Burning best in meantime

The Tahuna waste treatment plant. Photo by Gerard O'Brien.
The Tahuna waste treatment plant. Photo by Gerard O'Brien.
The incinerator at the Tahuna waste treatment plant in Dunedin will burn 24 hours a day, seven days a week from September this year, and will do so for the next two years.

The city council agreed to that option, while water and waste staff wait for new technology with better environmental outcomes to be tested in other areas.

The need to get rid of extra sludge will start when the first stage of the Tahuna liquid stream process upgrade is completed in September, part of work on secondary treatment.

Cr Jinty MacTavish raised concerns about the issue at annual plan deliberations, asking what the effect would be on the amount of carbon being put into the atmosphere.

Water and waste services manager John Mackie said it was not the best option in that respect, but it did make the most of existing infrastructure.

It allowed time for an alternative that would deal properly with the issue.

"It's a global issue," he said.

"We're struggling with the best use for human bio-solids.

"There are risks with putting it on land, there are all sorts of things to address."

Mr Mackie said the world was on the cusp of developing new technologies, something that had been pushed along by carbon credit money.

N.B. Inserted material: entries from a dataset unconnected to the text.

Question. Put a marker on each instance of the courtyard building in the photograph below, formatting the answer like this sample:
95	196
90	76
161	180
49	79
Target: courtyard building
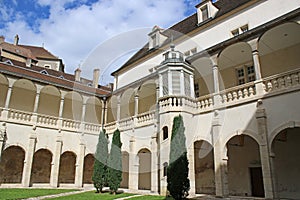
231	70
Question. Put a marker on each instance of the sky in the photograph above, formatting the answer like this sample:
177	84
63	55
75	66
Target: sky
89	33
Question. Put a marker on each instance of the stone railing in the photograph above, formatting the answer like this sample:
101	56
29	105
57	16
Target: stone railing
47	120
70	124
146	118
92	128
126	123
238	93
282	81
18	115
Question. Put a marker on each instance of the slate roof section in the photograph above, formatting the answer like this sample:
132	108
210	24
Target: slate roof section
185	26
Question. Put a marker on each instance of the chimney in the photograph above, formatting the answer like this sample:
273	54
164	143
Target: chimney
16	42
96	75
77	74
2	39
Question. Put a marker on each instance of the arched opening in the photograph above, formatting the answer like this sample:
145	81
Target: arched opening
204	168
3	89
127	104
67	167
144	156
203	77
165	133
287	161
88	168
112	109
125	169
41	166
279	49
147	97
23	95
244	167
11	165
72	106
49	101
236	65
93	111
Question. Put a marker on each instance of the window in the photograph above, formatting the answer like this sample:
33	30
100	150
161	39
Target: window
165	133
165	169
204	12
245	74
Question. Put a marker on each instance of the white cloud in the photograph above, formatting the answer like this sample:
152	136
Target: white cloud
72	34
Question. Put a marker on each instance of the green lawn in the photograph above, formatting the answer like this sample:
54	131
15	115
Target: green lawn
92	195
18	193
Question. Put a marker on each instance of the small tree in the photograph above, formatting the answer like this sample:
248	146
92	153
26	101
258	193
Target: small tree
100	164
115	163
177	171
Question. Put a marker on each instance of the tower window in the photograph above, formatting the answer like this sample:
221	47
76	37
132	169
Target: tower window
165	133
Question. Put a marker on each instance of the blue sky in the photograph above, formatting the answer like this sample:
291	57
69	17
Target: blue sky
72	29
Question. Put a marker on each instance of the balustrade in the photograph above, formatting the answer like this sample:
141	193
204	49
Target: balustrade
282	81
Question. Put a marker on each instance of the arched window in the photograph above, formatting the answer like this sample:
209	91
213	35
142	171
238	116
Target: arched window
165	133
165	169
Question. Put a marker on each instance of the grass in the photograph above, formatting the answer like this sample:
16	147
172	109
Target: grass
18	193
93	195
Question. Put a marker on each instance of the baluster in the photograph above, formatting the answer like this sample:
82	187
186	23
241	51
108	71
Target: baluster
245	92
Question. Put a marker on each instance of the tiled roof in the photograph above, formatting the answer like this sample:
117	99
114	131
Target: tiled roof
40	52
53	77
183	27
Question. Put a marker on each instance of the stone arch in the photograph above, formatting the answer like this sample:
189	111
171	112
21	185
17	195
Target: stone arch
244	167
125	169
147	97
67	167
278	49
88	168
3	89
41	166
236	61
286	160
11	165
23	95
73	106
93	110
204	167
49	101
112	105
144	181
127	103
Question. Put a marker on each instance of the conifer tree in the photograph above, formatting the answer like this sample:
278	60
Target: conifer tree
100	164
177	171
115	163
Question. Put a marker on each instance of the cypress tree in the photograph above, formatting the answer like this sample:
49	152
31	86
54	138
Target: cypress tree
100	164
177	171
115	163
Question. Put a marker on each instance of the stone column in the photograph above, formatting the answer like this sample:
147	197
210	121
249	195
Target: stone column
220	160
79	166
170	85
55	162
268	175
133	178
154	164
29	159
191	159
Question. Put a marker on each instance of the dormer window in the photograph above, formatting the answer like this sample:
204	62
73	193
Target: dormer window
206	10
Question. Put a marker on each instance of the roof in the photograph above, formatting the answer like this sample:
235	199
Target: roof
16	49
53	77
40	52
184	27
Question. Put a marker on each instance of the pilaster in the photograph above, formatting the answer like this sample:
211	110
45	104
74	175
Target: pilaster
29	159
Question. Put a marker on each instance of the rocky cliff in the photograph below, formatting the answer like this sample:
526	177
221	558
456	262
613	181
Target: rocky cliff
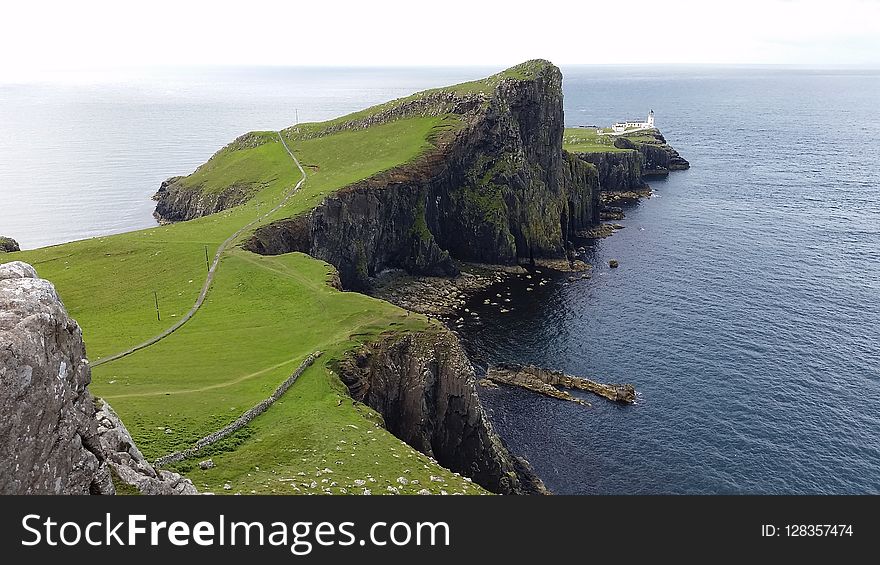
8	245
658	157
618	170
55	438
183	198
499	189
423	385
647	154
177	202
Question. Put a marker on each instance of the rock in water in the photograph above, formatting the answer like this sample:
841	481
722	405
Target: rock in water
8	245
48	434
55	438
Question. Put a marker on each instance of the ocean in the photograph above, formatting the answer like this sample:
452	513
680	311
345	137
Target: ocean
746	309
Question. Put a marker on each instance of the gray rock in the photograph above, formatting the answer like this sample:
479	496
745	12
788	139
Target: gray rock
48	432
55	438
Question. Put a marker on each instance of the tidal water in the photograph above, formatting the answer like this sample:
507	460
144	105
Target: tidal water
746	309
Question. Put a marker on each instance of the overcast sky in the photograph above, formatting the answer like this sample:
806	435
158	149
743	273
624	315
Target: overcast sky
64	34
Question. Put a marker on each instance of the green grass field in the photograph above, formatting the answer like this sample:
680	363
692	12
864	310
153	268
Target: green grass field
263	315
586	140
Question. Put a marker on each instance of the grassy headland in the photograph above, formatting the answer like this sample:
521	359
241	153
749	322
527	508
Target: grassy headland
263	315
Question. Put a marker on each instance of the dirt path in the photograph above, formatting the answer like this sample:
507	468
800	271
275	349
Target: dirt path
212	270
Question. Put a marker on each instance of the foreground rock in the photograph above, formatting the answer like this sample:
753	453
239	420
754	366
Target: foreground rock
424	387
128	463
8	245
55	438
546	381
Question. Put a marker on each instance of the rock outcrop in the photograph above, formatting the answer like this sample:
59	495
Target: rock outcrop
54	436
185	197
177	202
8	245
128	463
424	387
646	155
618	170
48	435
499	189
658	157
546	381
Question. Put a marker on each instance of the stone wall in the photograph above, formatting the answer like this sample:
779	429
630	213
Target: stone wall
242	420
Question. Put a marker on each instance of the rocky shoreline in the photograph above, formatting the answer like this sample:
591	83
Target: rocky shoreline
8	245
550	383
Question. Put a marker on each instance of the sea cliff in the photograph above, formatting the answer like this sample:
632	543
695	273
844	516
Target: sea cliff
499	189
627	160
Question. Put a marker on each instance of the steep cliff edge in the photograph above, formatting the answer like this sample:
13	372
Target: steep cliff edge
55	438
182	198
423	385
618	170
624	161
658	157
496	188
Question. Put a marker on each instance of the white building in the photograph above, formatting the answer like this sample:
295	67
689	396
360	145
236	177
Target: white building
620	127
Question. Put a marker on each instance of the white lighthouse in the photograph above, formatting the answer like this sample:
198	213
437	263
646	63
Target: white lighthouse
634	125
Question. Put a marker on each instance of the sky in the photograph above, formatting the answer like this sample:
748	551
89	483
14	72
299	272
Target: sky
41	35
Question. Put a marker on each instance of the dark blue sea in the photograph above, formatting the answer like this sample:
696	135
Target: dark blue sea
746	309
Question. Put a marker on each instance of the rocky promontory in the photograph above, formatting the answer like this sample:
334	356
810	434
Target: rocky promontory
548	383
631	159
424	386
55	437
499	189
8	245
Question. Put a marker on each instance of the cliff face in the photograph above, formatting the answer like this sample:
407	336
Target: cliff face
54	439
423	385
48	438
499	190
658	157
176	202
618	170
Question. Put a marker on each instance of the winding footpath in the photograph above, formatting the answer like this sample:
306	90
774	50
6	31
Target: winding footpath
213	270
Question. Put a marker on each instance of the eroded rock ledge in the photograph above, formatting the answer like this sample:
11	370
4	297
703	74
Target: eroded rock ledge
55	437
424	386
546	382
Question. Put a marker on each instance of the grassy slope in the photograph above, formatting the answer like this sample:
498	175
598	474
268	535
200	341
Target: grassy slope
262	316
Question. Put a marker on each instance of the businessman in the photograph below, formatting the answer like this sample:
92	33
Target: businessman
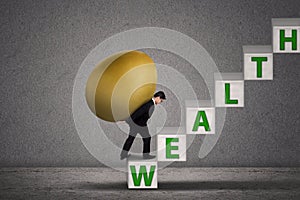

"Two years is ample to get a robust option without being the first to take on that technology."

Asked if it might take longer than two years, he said consent for burning the sludge at Tahuna would run out in July 2013, and that was a deadline.

However, a report on the issue from solid waste manager Ian Featherston noted an option of extending the consent and deferring adoption of alternative technology.

Not all the sludge could be burned at Tahuna, so some would go to sludge digesters at the council's Green Island waste facility, where electricity could be generated from the process.

The remainder would go to landfill.

Asked about a "build, own and operate" possibility, under which a company would build a plant and deal with the waste, Mr Mackie said that was a possibility.

He wanted $16.4 million left in the budget in the meantime for a plant, in case that did not go ahead.